Basically, she said, it's not only an act of self-care to say, "OK, this is my limit and I'm not going to push it just because I wish I had the capacity to keep going." It's also a personal statement about your priorities and values.

One of the things that women are taught from early on is that we don't really have the right or space to set limits and expect them to be respected, that we don't really have the ability, in our lives, to establish our own boundaries for health and safety and emotional well-being. We get constant reinforcement that we should put others' needs and expectations ahead of our own, 'be nice' and 'get along' and push ourselves for as long as we can keep putting one foot in front of the other, if that's 'what the situation calls for.' That often lies at the root of feeling like you're a failure, or weak, or a loser for saying, "I have reached the point where I wish to stop, even though I could technically keep going." Because, you know, you *could* keep going, and isn't it just so selfish of you to be concerned about conserving your own energy when you really only need to give 'just a little bit more'?
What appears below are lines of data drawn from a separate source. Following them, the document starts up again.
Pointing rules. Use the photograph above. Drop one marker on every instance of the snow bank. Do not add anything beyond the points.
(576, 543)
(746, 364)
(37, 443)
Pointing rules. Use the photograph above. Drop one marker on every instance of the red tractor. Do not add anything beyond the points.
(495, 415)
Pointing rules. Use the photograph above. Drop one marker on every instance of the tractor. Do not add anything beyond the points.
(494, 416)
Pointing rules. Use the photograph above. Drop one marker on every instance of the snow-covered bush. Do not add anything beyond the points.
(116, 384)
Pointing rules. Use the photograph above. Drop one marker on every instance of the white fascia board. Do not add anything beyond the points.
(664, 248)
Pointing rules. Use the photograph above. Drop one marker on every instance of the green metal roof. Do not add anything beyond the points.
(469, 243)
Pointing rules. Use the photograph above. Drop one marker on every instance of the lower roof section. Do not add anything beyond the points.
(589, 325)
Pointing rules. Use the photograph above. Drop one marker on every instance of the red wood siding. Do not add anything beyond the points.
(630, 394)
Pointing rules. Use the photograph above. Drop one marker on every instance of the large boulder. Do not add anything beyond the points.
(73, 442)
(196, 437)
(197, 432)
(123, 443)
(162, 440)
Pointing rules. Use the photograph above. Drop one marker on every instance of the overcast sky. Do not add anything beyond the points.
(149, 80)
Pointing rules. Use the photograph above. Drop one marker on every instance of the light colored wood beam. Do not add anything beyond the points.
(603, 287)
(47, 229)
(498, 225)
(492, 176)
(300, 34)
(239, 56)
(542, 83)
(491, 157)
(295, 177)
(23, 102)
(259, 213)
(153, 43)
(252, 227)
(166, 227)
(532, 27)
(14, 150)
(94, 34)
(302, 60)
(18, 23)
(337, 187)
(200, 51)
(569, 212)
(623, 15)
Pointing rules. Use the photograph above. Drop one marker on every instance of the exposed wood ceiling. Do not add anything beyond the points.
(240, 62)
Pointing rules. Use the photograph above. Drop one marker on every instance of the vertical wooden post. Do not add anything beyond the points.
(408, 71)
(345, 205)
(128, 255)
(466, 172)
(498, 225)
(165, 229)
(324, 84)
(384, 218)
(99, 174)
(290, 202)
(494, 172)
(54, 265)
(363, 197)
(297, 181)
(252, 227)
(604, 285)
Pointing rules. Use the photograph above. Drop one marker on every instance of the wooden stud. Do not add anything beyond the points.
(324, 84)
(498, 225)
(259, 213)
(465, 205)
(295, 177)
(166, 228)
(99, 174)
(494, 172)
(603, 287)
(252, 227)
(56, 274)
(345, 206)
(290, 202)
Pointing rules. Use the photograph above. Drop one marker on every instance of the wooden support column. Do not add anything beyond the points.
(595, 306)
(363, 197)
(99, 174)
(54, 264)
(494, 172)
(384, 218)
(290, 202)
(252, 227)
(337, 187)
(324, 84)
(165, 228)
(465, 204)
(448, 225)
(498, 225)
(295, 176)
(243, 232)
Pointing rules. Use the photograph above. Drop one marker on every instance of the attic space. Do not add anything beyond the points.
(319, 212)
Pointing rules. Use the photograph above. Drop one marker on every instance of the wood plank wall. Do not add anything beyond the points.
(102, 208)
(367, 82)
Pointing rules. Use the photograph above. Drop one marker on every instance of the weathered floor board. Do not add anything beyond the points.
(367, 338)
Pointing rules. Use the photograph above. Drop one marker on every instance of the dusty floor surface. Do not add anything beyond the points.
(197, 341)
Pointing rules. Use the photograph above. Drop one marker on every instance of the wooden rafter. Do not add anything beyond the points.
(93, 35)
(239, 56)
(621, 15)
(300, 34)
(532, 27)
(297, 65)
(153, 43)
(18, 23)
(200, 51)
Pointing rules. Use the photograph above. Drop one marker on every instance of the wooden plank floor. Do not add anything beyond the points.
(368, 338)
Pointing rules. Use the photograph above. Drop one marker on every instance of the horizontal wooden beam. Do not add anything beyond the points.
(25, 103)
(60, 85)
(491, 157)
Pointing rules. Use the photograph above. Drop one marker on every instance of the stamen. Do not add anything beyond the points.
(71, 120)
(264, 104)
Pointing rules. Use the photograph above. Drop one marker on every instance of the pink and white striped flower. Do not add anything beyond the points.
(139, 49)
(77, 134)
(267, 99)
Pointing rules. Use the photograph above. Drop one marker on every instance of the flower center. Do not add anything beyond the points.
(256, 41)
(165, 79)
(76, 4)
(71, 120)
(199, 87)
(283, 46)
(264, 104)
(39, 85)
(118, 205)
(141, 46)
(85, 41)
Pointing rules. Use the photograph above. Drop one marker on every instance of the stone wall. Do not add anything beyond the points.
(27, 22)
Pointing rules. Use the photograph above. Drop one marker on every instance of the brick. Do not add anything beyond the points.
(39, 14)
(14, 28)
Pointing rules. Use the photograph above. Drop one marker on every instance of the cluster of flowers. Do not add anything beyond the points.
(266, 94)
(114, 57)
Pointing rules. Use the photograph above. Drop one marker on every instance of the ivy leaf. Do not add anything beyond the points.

The belief that women don't have the right to set and enforce personal boundaries is a socially pervasive problem. Jobs, relationships, parenting, all sorts of situations. So it's important, whenever we encounter an opportunity to set limits for our own well-being, that we embrace the chance to do it as a small act of social justice and equality, not just as an act of self-preservation. We shouldn't grudgingly confess our limits as if they were dirty secrets about personal failings. We have to frame it as "I do this because I am teaching those around me to expect and respect the fact that I clearly and openly communicate my limits and boundaries and I expect others to respect them."

I hesitate to suggest framing personal care as a feminist act, but I am finding so much resistance socially to the idea that I have *any* right to expect and enforce respect of my limits that it's hard to see it as anything else.

Much love,
Rowan

(no subject)

Date: 2009-03-06 03:51 am (UTC)
From: [identity profile] siriciryon.livejournal.com
Men get the same fundamental message. Different basis for the argument.